El siguiente texto pertenece al libro Cuentos del Deporte, escrito por Osvaldo Arsenio. Aquí plantea quiénes son los verdaderos dueños del fútbol y brinda un homenaje a los jóvenes que son explotados por esa gran maquinaria que rodea a la pelota.

Cuando Abi Kalule despertó aquella mañana y se levantó de esa especie de pesebre que es su cama de todos los días en las afueras de Bogandé, un pequeño villorrio en el nordeste de Burkina Faso, se rascó con fuerza las mejillas hinchadas y doloridas por las picaduras de los insectos que pululaban en el piso polvoriento. Sin embargo, Abi era bastante sano y el único de sus hermanos que había logrado llegar a los 10 años, y por cierto tenía mucha suerte, ya que también era el único de la familia que se había vacunado contra varias enfermedades, cuando lo llevó su mamá de muy chiquito al pueblo para participar del primer “Childs Survival Day”, algo así, como “El día del niño sobreviviente”, donde una ONG repartió vacunas en agosto de 2003.
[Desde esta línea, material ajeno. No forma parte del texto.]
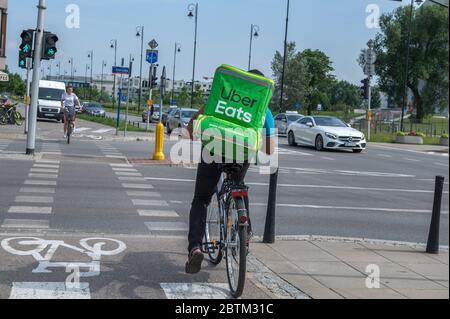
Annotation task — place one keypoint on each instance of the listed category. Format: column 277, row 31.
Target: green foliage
column 428, row 65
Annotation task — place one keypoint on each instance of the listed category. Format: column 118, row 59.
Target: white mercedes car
column 325, row 132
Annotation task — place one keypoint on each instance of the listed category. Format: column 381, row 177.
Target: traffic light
column 49, row 46
column 365, row 89
column 26, row 47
Luego, la mamá se enfermó de los huesos y ya no pudo llevar a los otros hermanitos al siguiente “Childs Survival Day”, el del invierno de 2007. Todavía adormecido, sintió al lado la respiración pesada y fatigosa de su hermana, la pequeña Niagé que por suerte no había llorado a la noche, o por lo menos, él no lo había notado, también escuchó a la mamá afuera haciendo las tareas de siempre, y tratando de encontrar algo de pasto, cosa bastante difícil en la estación seca, para alimentar a las tres cabras que convivían con la familia.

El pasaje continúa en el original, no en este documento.